2.The KDC verifies that the TGT is valid and checks its access control matrix to verify that the user has sufficient privileges to access the requested resource.
3.The KDC generates a service ticket and sends it to the client.
4.The client sends the ticket to the server or service hosting the resource.
5.The server or service hosting the resource verifies the validity of the ticket with the KDC.
6.Once identity and authorization is verified, Kerberos activity is complete. The server or service host then opens a session with the client and begins communications or data transmission.
Ports that are important to spot visually as their number
Telnet, TCP Port 23 This is a terminal emulation network application that supports remote connectivity for executing commands and running applications but does not support transfer of files.
File Transfer Protocol (FTP), TCP Ports 20 and 21 This is a network application that supports an exchange of files that requires anonymous or specific authentication.
Trivial File Transfer Protocol (TFTP), UDP Port 69 This is a network application that supports an exchange of files that does not require authentication.
Simple Mail Transfer Protocol (SMTP), TCP Port 25 This is a protocol used to transmit email messages from a client to an email server and from one email server to another.
Post Office Protocol (POP3), TCP Port 110 This is a protocol used to pull email messages from an inbox on an email server down to an email client.
Internet Message Access Protocol (IMAP), TCP Port 143 This is a protocol used to pull email messages from an inbox on an email server down to an email client. IMAP is more secure than POP3 and offers the ability to pull headers down from the email server as well as to delete messages directly off the email server without having to download to the local client first.
Dynamic Host Configuration Protocol (DHCP), UDP Ports 67 and 68 DHCP uses port 67 for server point-to-point response and port 68 for client request broadcasts. It is used to assign TCP/IP configuration settings to systems upon bootup. DHCP enables centralized control of network addressing.
Ports that are important to spot visually as their number
Hypertext Transport Protocol (HTTP), TCP Port 80 This is the protocol used to transmit web page elements from a web server to web browsers.
Secure Sockets Layer (SSL), TCP Port 443 (for HTTP Encryption) This is a VPN-like security protocol that operates at the Transport layer. SSL was originally designed to support secured web communications (HTTPS) but is capable of securing any Application layer protocol communications.
Line Print Daemon (LPD), TCP Port 515 This is a network service that is used to spool print jobs and to send print jobs to printers.
X Window, TCP Ports 6000–6063 This is a GUI API for command-line operating systems.
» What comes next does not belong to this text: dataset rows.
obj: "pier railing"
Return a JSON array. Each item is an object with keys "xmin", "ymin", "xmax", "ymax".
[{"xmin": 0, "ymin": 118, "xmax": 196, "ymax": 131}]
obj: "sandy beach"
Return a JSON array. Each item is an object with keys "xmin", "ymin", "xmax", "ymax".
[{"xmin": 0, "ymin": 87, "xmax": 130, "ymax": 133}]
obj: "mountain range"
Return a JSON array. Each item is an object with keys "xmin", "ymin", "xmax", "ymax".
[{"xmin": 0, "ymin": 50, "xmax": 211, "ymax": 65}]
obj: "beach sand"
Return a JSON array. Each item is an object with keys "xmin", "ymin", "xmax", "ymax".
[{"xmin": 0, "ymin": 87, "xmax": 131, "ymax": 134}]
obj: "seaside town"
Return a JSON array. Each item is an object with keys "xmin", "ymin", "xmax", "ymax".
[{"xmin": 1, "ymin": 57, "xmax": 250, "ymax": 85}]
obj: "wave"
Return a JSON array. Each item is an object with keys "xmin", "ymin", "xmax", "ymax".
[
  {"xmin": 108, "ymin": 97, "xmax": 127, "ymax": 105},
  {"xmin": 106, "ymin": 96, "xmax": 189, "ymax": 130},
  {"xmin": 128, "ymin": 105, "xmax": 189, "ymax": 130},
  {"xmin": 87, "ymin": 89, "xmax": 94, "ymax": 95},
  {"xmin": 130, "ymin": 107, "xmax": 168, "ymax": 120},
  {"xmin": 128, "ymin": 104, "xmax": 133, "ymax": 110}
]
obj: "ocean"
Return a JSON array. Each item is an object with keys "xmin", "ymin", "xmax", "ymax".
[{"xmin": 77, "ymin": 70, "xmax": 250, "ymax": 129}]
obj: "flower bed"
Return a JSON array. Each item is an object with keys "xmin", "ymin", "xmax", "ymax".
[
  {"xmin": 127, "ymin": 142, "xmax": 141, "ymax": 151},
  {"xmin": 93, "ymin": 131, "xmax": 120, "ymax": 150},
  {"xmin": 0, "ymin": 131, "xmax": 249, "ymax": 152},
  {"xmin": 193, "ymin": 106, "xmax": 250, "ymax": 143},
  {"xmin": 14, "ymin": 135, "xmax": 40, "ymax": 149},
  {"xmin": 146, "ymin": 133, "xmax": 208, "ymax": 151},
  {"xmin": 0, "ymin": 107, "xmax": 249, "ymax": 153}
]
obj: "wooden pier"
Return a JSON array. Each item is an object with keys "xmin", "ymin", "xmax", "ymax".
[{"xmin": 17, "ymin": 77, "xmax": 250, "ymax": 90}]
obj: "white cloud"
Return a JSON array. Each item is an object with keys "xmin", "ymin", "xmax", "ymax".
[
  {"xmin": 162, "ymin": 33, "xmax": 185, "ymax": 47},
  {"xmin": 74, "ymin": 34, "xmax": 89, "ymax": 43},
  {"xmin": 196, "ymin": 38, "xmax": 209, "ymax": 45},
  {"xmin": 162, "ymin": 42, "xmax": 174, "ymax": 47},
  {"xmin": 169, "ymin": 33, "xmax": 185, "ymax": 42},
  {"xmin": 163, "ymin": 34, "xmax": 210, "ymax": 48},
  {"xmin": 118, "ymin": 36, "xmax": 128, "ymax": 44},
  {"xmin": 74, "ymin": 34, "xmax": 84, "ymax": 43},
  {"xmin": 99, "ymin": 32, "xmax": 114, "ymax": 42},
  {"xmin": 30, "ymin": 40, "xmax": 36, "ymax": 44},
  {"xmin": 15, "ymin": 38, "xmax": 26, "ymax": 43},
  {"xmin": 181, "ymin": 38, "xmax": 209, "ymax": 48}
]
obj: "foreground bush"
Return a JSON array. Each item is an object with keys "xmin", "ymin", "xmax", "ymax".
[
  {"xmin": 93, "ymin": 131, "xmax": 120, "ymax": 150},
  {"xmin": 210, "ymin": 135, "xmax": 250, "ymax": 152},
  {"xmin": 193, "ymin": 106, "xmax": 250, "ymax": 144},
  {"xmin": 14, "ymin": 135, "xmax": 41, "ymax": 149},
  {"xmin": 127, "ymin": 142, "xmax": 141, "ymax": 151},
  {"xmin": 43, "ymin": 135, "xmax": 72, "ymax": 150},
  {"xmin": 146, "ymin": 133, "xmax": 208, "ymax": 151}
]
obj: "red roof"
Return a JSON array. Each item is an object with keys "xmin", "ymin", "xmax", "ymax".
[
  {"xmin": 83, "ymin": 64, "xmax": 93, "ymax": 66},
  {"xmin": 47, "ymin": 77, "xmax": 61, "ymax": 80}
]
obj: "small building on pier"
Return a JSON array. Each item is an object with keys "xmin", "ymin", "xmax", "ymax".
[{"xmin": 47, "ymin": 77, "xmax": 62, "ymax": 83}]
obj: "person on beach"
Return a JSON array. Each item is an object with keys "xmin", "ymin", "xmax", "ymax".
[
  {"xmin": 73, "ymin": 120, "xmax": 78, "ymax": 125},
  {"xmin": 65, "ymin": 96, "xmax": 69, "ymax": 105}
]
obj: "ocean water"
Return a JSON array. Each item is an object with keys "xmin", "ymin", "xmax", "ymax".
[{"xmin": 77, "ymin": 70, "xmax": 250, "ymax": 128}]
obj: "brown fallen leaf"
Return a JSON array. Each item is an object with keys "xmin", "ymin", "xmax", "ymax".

Bootstrap Protocol (BootP)/Dynamic Host Configuration Protocol (DHCP), UDP Ports 67 and 68 This is a protocol used to connect diskless workstations to a network through the auto assignment of IP configuration and download of basic OS elements. BootP is the forerunner to Dynamic Host Configuration Protocol (DHCP).
Network File System (NFS), TCP Port 2049 This is a network service used to support file sharing between dissimilar systems.
Simple Network Management Protocol (SNMP), UDP Port 161 (UDP Port 162 for Trap Messages) This is a network service used to collect network health and status information by polling monitoring devices from a central monitoring station.